Let's imagine a world where I write an ability for a card that makes it give a -1 health card mod to all opposing cards when it enters the battlefield. And let's say that I have it do some sort of fancy animation (pseudo-code):

foreach (CardSlot slot in opposingSlots)
{
  yield return FancyAnimation();
  slot.Card.TemporaryMods.Add(new(0, -1));
}

When I yield for the FancyAnimation, the game starts "playing" again. At that point, ManagedUpdate will fire, see that the last card that I added a temporary mod to has zero health, and start a coroutine to make the card die. The card will die in the middle of my fancy animation! And let's imagine the worst case scenario: the card that dies has a some other fancy ability that makes every other card die at the same time. This could cause the original triggering card to die in the middle of FancyAnimation.

So it can't really be done in ManagedUpdate.

It would have to be done by patching the global trigger handlers.

TaoBoyce commented 2 years ago

I think the API should not cause 0 hp cards to die, if only because a modder may want to do something other than having the card die when it reaches 0 hp.

Pet-Slime commented 2 years ago

Game already makes cards die at 0 hp when done by combat. So modders would have to patch that function right now to avoid that from happening.

We were talking about making the card modification to 0 hp consistent with the rest of the game. As a gemmified card (a card modification) when it hits 0 due to a gem dying, also dies.

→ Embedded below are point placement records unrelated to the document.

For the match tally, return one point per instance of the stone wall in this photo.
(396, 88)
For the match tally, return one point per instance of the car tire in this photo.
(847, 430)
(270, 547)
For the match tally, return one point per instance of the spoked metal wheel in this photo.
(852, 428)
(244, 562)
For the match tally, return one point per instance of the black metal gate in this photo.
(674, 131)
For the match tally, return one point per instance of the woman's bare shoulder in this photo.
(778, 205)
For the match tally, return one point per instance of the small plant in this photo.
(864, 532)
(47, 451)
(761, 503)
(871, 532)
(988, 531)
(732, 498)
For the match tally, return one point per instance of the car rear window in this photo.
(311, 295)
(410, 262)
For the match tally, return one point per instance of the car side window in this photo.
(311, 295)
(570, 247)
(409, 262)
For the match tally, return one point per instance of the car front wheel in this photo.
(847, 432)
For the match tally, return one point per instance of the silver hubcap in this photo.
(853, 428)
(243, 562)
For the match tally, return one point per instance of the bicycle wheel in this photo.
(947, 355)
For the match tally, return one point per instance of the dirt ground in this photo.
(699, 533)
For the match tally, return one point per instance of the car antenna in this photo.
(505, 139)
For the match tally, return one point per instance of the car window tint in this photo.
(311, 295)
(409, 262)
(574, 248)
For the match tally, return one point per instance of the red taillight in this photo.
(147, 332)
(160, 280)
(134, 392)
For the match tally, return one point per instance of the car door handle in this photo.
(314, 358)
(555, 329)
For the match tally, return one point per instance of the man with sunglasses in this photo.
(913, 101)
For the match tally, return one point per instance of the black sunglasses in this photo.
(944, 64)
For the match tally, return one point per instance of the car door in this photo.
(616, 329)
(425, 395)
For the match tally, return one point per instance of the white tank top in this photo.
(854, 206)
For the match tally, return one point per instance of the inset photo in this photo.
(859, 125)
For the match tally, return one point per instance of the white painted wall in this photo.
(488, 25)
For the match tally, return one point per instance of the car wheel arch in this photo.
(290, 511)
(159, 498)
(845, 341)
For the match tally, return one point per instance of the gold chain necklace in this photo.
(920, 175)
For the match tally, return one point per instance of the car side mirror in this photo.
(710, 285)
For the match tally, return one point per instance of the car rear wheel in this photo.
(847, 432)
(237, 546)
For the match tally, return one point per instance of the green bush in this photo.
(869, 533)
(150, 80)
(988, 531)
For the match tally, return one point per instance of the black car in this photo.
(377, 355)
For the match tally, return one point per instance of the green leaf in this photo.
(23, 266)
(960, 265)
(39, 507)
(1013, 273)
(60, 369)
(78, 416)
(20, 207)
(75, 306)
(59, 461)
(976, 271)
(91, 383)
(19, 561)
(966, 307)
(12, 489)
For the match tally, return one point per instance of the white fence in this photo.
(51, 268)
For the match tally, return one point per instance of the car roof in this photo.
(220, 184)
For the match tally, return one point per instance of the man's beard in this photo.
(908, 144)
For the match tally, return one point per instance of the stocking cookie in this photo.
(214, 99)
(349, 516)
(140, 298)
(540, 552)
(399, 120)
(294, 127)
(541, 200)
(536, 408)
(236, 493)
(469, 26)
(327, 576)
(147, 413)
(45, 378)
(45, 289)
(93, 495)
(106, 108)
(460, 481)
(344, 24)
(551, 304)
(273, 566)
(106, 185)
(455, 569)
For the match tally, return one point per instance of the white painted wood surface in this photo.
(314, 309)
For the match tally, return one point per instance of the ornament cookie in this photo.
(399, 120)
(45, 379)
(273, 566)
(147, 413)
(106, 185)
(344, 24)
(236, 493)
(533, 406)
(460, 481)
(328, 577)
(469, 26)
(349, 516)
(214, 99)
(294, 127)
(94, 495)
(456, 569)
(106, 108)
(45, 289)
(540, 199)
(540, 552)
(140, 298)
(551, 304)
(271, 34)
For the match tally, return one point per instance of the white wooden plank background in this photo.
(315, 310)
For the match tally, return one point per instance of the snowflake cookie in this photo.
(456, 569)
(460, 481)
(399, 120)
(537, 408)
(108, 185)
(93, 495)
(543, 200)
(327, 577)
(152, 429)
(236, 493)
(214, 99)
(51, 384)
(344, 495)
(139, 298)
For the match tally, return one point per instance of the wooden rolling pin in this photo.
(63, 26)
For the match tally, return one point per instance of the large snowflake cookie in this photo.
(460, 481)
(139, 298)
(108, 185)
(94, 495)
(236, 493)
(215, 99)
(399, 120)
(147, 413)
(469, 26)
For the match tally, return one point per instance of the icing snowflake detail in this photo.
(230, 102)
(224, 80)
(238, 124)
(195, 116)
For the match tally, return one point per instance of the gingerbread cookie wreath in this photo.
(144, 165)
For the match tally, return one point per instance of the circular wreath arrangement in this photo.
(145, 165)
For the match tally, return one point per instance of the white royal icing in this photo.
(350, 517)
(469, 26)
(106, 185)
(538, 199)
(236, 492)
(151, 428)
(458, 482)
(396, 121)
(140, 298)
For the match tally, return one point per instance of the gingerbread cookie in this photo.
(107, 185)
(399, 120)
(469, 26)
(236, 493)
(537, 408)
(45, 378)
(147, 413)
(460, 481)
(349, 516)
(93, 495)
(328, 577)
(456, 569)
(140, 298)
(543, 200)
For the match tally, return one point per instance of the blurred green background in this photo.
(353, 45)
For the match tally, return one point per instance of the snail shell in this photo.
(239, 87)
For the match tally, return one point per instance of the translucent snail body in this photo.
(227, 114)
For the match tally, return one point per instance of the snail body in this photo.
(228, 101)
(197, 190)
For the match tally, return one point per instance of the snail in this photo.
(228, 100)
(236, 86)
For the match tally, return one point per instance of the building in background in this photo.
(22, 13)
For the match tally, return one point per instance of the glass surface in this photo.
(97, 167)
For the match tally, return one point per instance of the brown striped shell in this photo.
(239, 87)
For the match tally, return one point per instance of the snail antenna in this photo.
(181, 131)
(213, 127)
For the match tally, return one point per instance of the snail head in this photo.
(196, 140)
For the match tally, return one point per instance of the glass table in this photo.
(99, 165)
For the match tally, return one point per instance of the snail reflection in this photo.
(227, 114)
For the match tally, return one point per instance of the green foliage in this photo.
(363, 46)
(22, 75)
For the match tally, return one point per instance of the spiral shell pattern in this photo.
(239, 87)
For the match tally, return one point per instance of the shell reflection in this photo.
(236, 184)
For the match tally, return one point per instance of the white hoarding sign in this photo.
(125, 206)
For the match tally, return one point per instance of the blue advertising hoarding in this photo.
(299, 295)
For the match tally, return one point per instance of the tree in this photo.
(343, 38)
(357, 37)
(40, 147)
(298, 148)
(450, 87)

TaoBoyce commented 2 years ago

I know, I should have been more clear. I don't think the API should cause 0 hp cards caused by card modifications to die, since a modder may want to have the card do something other than dying. If the API automatically made any cards that have 0 hp due to card mods die, it could get in the way.

The main case where card mods leading to 0 health doesn't cause a card to die is evolve. Any case where it's caused by a modder should be handled by the modder.

Pet-Slime commented 2 years ago

You say " Any case where it's caused by a modder should be handled by the modder.", if that were to apply to the other bug fixes or modding situations, then there wouldn't be the hybrid cost render fix in the API, nor the pack mule fix in the API, or the multiple sigil render fix in the API.

As those are issues caused by the modder. Yet were included in the API to have a standardized version instead of every modder doing their own thing to fix those issues. And as stated before: we can infer that 0 hp = death is the intended interaction even with temporary mods since the checks on gemmified, which is a temporary mod.

Pet-Slime commented 2 years ago

all that said, it's been like two months since this was opened. I doubt it's going to happen in the API in any form, especially since juilian and Division couldn't agree on which side to take, with both of them being the senior contributors.

SaxbyMod commented 2 years ago

I feel when turn ends, they should die at least.